CMSC 341 Spring 2011
Project 4

Assigned

Tuesday, April 26, 2011

Due

11:59 pm on Wednesday May 11, 2011

Update

Wed. May 3, 2011

1.      The format of the sample output is a suggestion, you do NOT have to literally follow it.

If you choose to use your own format, please be sure to 1) report all required content

And 2) print in a way that is readable by OTHERS.

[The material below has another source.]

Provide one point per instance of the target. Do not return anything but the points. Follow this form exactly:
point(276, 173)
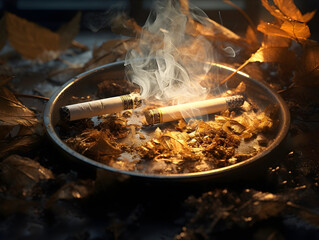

2.      See insertions (in read) in the section of Statistics to be collected for clarification.

 

Objectives

The purpose of this project is to give you some exposure to Hash Tables (HT) through a simple application that determines the frequencies of words appearing in a collection of text paragraphs. Time performance of HT operations will also be examined.


Description and Tasks

Word frequency analysis has many applications. For example, it can provide guidance for learning English (learn the 4000 most frequent words first). It can and help to determine if two text documents were written by the same person (compare the word frequency distributions of the two documents). In this project, you are asked to compute the frequencies of words appearing in a collection of text paragraphs using hash tables. These paragraphs, read from a text file, referred to as input file in this description, will first undergo some pre-processing in which punctuations and other special symbols will be removed and all capital letters changed to lower cases. Since some words, called stop words, such as articles, prepositions, pronouns, occur frequently but are not of great interest in many applications, they will be excluded from the word frequency calculation in this project. The list of words that are to be excluded is given in another text file, referred to as exclusion file. Words, after pre-processing, will first be checked against exclusion file. Those that are not excluded are inserted into a HT, and if a word is already in the table, its occurrence count will be increment by 1. HT is selected as the data structure because find and insert operations of HT are of O(1) time complexity, as long as the load factor is low. When the load factor for the current HT becomes too high, rehash shall occur and the size of the hash table is doubled. The process continues until all words in the input file are processed. You will also collect some statistics related to time performance.


Below are the specifics.

Pre-processing
A text paragraph, such as a news story from wire services or texts from web, often contains punctuations (e.g. , ; . ? ! "), special symbols (e.g, @ $ % -), and numerals (0, ..., 9). This pre-processing is to remove all such symbols from the text read from input file. Specifically, all symbol other than space and those in {A ,..., Z, a, ..., z} shall be removed. In addition, all capital cases are converted to lower cases. After the process, a text paragraph becomes a collection of sequences of lower case characters "a" through "z". We call such a sequence of characters a word. For example, the following paragraph

RALEIGH, N.C. – Rescue crews searched for survivors in wind-blasted landscapes Sunday in North Carolina. The spring storm, North Carolina's deadliest in two decades, spun off 62 tornadoes in that state alone Saturday night.

becomes

raleigh nc rescue crews searched for survivors in windblasted landscapes sunday in north carolina the spring storm north carolinas deadliest in two decades spun off tornadoes in that state alone saturday night

after this pre-processing. Note that string “62” is completely removed, and that strings “carolina” and “carolinas” are considered two distinct words in this project (more sophisticated pre-processor can remove the letter “s” from “carolinas”, thus making the two the same). 

 

Exclusion file

This file contains a list of words that are to be excluded from frequency analysis. They include articles, prepositions, pronouns and some others. Words in this file are also sequences of lower case characters a, …, z, separated by space(s).

 

Word frequency

The frequency of a word in the collection of texts is computed as the ratio of the number of occurrences of that word in the collection and the total number of occurrences of all words in the collection.  Here the collection of text should be understood as the input file after the pre-processing and having all excluded words removed.

Hash tables

Since every word read and pre-processed will be checked against the list of words in exclusion file before inserting into HT, it is more efficient if we store those excluded words in a hash table as well. Therefore, you will build two hash tables, one, HT0, to hold the words from the exclusion file, and another, HT1, for the rest of words read from the text.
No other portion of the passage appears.